The nominal return for long U.S. government bonds annualized from 1950 to 1979 was 2.27%, while from 1980 to 2019, it was 8.91%, Rekenthaler says. He notes that adjusting for inflation, real bond return from 1950 to 1979 was -1.69%, while from 1980 it was 5.64%.

He says: "Not only was inflation higher in the first period than in the second, but the rate of inflation also exceeded the returns from long bonds, meaning that in real terms long bonds were losers. The longer investors held them, the poorer they became."

Therefore, a $10,000 investment in bonds in 1950 would have returned only $6,000 over the next three decades, while the same investment in 1980 would have grown to $90,000 in the next 40 years. As he says: "For one generation, long bonds meant penury. For the next, they meant prosperity."

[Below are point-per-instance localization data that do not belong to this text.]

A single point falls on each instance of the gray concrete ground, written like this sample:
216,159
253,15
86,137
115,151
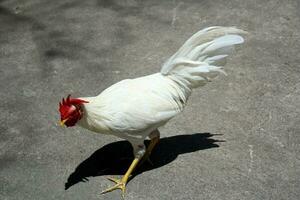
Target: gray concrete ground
237,139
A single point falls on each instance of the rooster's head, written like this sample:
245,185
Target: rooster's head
70,111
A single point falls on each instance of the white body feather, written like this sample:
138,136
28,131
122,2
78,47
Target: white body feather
132,109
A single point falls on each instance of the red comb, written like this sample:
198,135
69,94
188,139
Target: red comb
66,104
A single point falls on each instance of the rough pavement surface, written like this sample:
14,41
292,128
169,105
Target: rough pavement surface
238,138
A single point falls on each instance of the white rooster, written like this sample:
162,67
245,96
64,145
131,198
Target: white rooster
134,109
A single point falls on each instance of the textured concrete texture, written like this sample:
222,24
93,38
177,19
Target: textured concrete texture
238,138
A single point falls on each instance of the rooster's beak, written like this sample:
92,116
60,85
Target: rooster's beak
62,122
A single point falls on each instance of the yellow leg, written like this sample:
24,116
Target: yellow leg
148,152
121,183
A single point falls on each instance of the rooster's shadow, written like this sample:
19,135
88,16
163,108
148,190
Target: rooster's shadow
114,158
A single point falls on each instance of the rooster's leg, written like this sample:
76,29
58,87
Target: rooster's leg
139,151
154,136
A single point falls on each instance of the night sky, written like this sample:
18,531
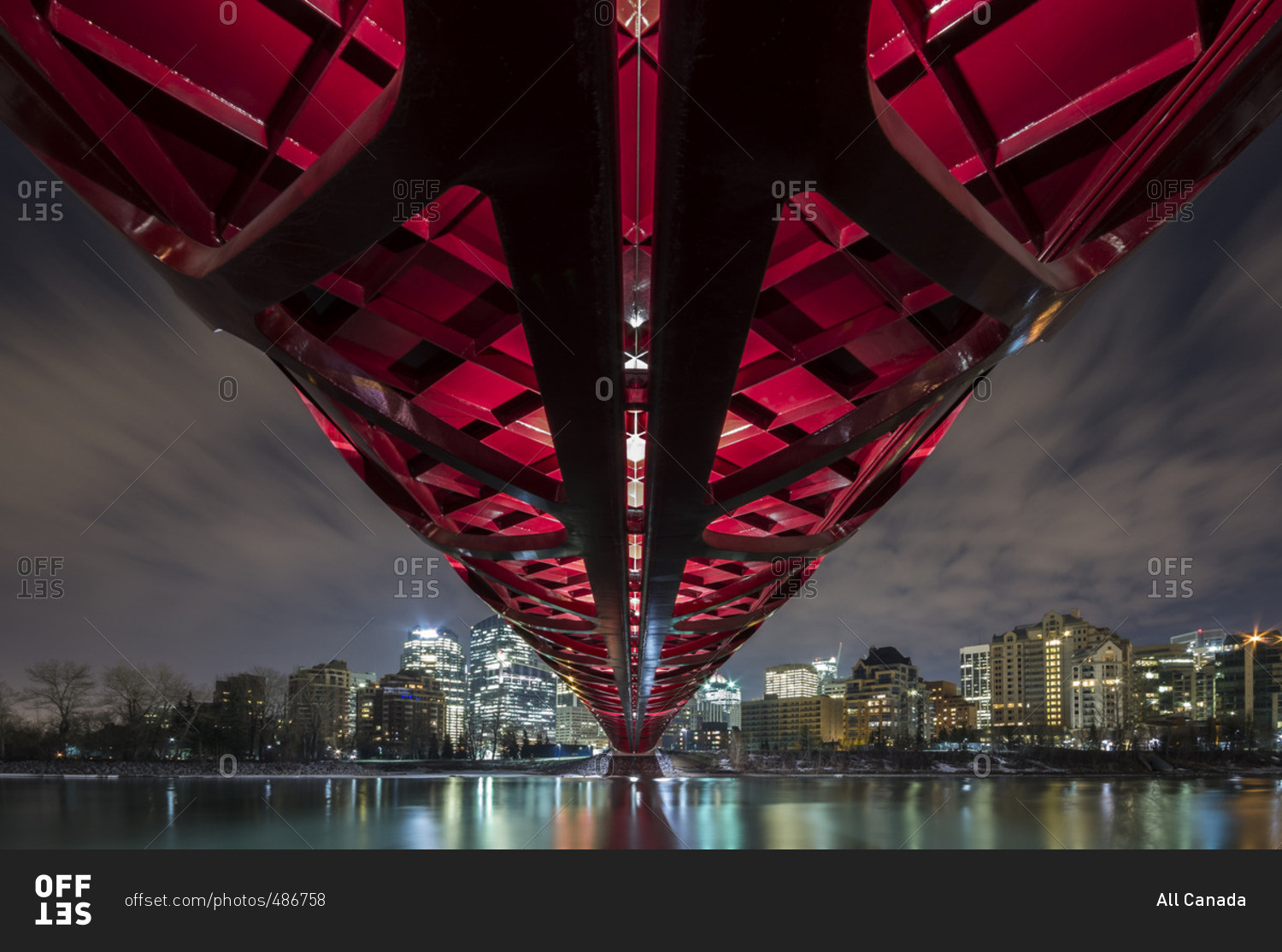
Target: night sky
1150,427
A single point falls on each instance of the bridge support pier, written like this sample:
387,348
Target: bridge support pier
636,764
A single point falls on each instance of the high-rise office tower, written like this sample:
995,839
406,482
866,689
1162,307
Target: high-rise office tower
509,685
436,651
791,680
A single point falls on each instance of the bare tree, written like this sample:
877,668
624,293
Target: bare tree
63,685
7,715
143,701
273,713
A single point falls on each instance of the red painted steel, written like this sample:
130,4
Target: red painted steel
1049,115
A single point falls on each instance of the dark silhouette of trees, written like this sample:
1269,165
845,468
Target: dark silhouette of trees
64,687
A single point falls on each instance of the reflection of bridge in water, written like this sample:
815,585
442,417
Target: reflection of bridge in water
638,320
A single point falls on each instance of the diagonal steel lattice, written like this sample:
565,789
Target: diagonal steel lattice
638,313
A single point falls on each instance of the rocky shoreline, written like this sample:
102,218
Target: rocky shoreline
676,765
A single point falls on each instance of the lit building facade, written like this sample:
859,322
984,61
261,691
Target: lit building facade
951,710
509,687
1249,680
574,723
791,723
791,680
887,702
1031,673
400,716
1099,685
320,708
720,700
976,680
436,651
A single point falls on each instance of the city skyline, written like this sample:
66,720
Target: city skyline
1113,445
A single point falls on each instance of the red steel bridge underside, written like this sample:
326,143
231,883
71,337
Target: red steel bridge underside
636,313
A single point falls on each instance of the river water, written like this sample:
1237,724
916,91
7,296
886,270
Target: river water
428,813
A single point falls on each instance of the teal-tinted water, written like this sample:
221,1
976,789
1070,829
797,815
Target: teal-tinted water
571,813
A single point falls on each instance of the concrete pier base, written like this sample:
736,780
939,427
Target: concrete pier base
636,764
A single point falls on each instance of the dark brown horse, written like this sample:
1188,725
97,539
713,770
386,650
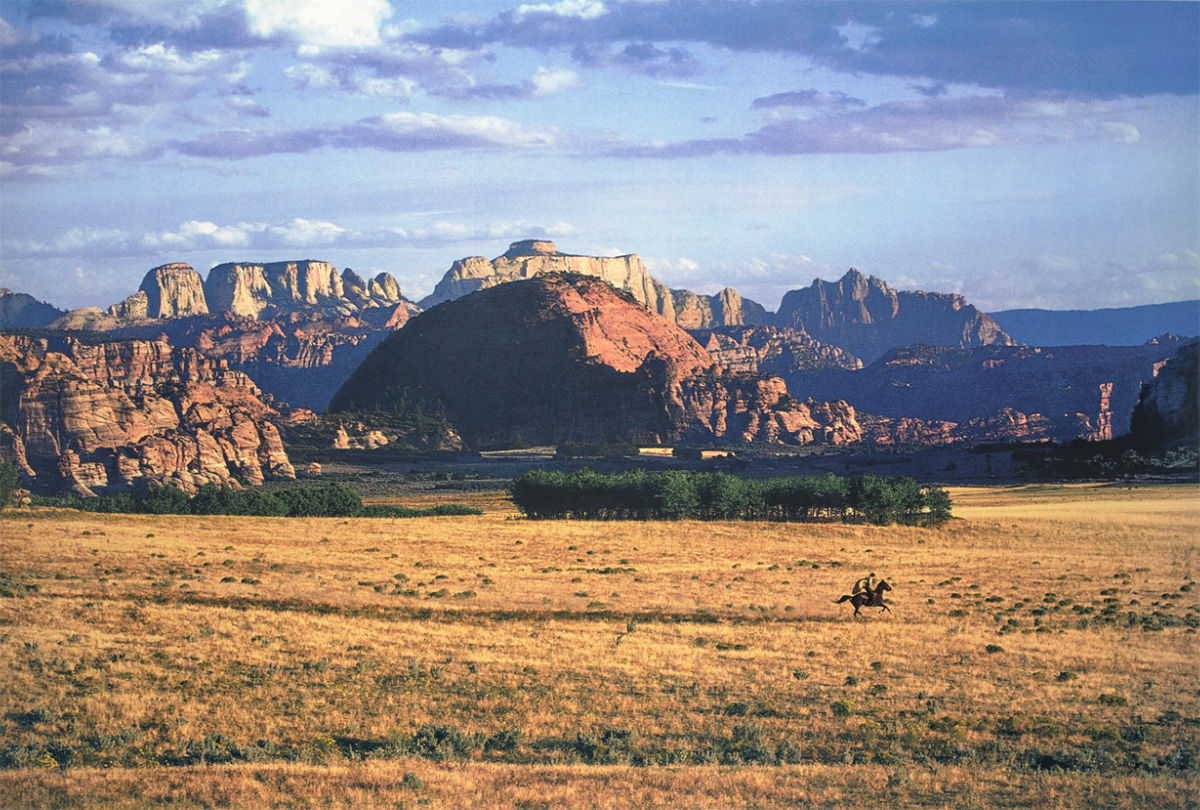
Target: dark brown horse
868,598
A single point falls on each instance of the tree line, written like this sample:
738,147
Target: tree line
330,501
678,495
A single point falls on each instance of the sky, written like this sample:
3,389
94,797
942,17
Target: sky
1020,154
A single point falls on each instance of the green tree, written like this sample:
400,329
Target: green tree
10,481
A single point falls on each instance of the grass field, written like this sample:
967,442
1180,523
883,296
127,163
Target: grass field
1042,652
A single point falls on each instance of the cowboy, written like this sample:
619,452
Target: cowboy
865,586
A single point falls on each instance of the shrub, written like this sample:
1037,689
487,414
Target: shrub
678,495
843,708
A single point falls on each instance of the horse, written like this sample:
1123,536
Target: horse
868,598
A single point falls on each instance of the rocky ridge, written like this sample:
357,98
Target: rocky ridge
23,311
531,258
1168,411
867,317
993,393
568,358
772,349
133,413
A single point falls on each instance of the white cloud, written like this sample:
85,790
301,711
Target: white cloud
858,36
160,58
549,81
201,235
321,23
472,129
581,9
304,233
397,88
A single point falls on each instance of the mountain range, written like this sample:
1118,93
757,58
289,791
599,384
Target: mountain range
538,346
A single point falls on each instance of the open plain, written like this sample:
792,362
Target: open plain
1041,652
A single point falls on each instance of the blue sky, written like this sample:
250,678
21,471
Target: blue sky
1021,154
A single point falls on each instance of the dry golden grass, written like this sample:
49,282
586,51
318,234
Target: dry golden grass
1041,653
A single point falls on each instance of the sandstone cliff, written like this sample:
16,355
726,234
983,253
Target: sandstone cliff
131,413
772,351
1014,393
867,317
262,291
563,358
726,309
295,358
1168,411
529,258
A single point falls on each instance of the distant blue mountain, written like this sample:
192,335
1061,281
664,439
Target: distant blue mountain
1123,327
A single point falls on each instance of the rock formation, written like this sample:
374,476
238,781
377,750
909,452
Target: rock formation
568,358
263,291
1168,411
1019,393
772,351
130,413
22,311
726,309
529,258
867,317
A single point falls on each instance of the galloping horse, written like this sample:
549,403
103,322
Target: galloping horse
867,598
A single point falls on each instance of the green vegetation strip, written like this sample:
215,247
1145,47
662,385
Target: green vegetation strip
333,501
678,495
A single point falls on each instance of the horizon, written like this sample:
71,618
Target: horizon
771,310
1020,155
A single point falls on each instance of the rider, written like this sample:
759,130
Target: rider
864,586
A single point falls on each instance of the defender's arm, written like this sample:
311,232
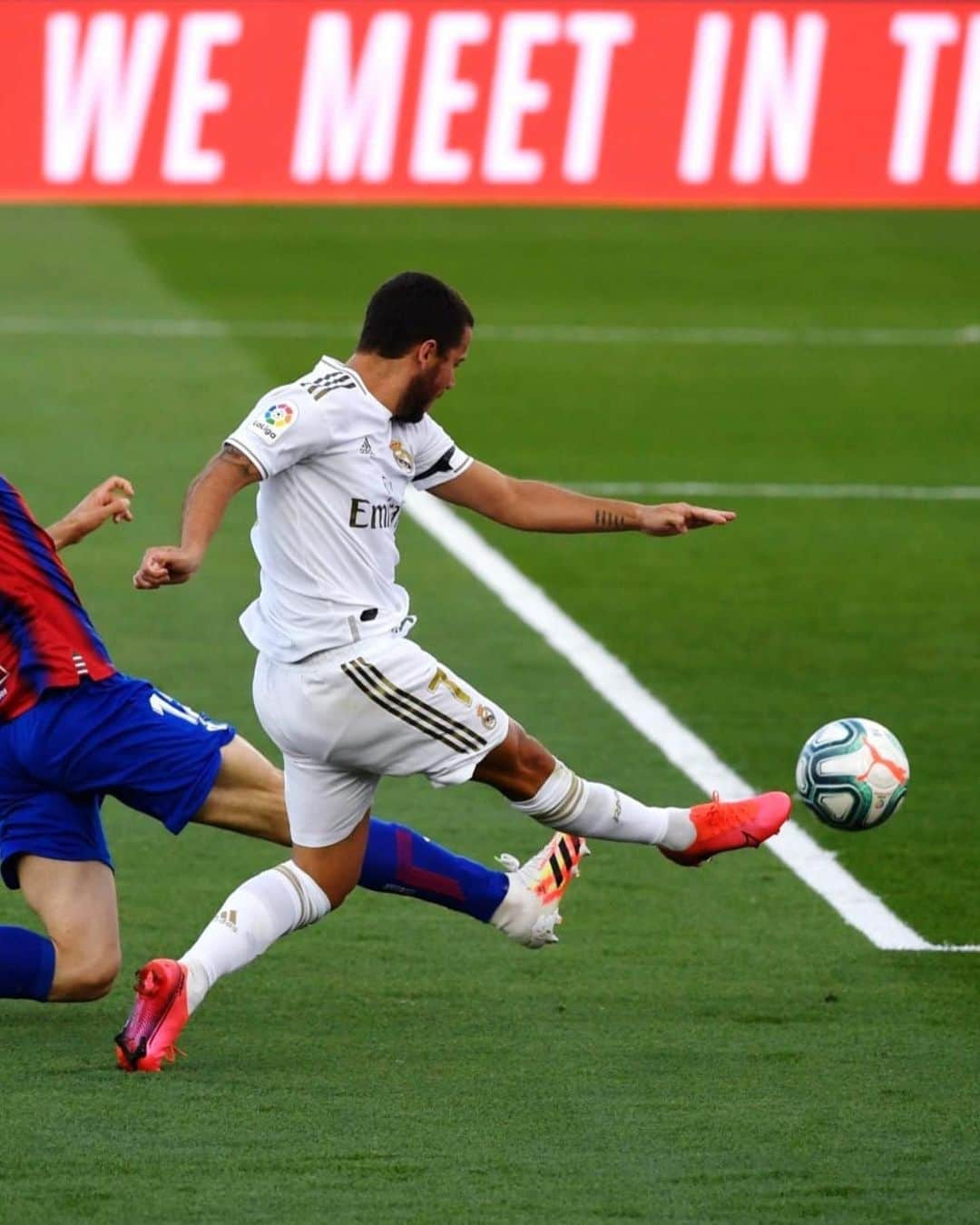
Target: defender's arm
205,504
111,500
535,506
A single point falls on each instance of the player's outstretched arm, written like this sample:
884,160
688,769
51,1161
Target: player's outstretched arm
203,510
109,500
535,506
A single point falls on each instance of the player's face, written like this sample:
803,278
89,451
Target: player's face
437,377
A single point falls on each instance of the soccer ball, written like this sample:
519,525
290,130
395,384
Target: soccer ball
853,774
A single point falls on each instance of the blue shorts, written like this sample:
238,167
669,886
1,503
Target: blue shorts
119,737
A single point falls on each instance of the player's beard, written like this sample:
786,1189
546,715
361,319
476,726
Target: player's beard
416,398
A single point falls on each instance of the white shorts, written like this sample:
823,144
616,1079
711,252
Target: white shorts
346,718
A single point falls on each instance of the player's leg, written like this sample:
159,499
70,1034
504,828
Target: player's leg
525,773
249,798
77,904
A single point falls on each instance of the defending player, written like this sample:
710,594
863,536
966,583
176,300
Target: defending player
74,729
338,685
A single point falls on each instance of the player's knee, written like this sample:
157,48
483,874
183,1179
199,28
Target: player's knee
86,976
532,766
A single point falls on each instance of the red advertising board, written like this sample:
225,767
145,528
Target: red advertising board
729,103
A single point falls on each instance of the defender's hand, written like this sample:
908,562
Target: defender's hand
109,500
675,518
165,566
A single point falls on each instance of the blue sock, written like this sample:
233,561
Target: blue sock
26,965
398,860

But the generational divide might be due to bonds behaving differently because investors changed, Rekenthaler states. The 1950s generation was coming off the Great Depression, and a 2% yield on long bonds, despite inflation, seemed acceptable, as stocks and cash weren't performing either.

But that changed in the 1970s, when stocks had better returns than bonds. "Investors therefore demanded more from bonds," he writes, and at the end of that decade, the 30-year Treasury yield was 10.3%. With bond yields now back at 2%, he says, and inflation projected at 2.3%, investors once again could lose holding these products.

What About Stocks?

Unlike bonds, stocks have performed roughly the same during the same two periods in which bonds were split. Nominal returns from 1950 to 1979 were 10.85%, and from 1980 to 2019, they were 11.81%. Inflation, he notes, didn't have as huge an impact on stocks. Real returns from 1950 to 1979 were 6.56%, while the later time period shows an 8.48% return.

He says that "for 70 years, equity returns have chugged along, reliably reverting to the mean after brief downturns. The lesson for investors has been not to worry about the hiccups, because soon enough stocks will resume their onward march."

And of those who declare stocks are dead, he says: "The corpses of such prognosticators are littered on the street."

He notes three claims that have proved untrue:

Low stock yields: Despite the thinking that stock-dividend rates should exceed Treasury yields to compensate for equities' higher risk, that isn't the case, as stocks haven't been seen as overpriced.

High CAPE ratios: As Rekenthaler notes, Robert Shiller's cyclically adjusted price-to-earnings ratio attempts to put current stock-market valuations "into context." That is, a "lofty" CAPE ratio implied reduced stock returns and vice versa. It seems, though, "with only brief exceptions," the ratio has exceeded its historic norms since introduced.

Federal Reserve manipulation: The Fed's "interventionalist tactics" of propping up the stock market, as some claim, would have a day of reckoning, Rekenthaler says, but that hasn't happened. "Such failures have led me to distrust predictions of future stock-market woes," he says.

The bottom line, he says, is that even though bond investors might have accepted lower future performance, the jury is still out for stock investors.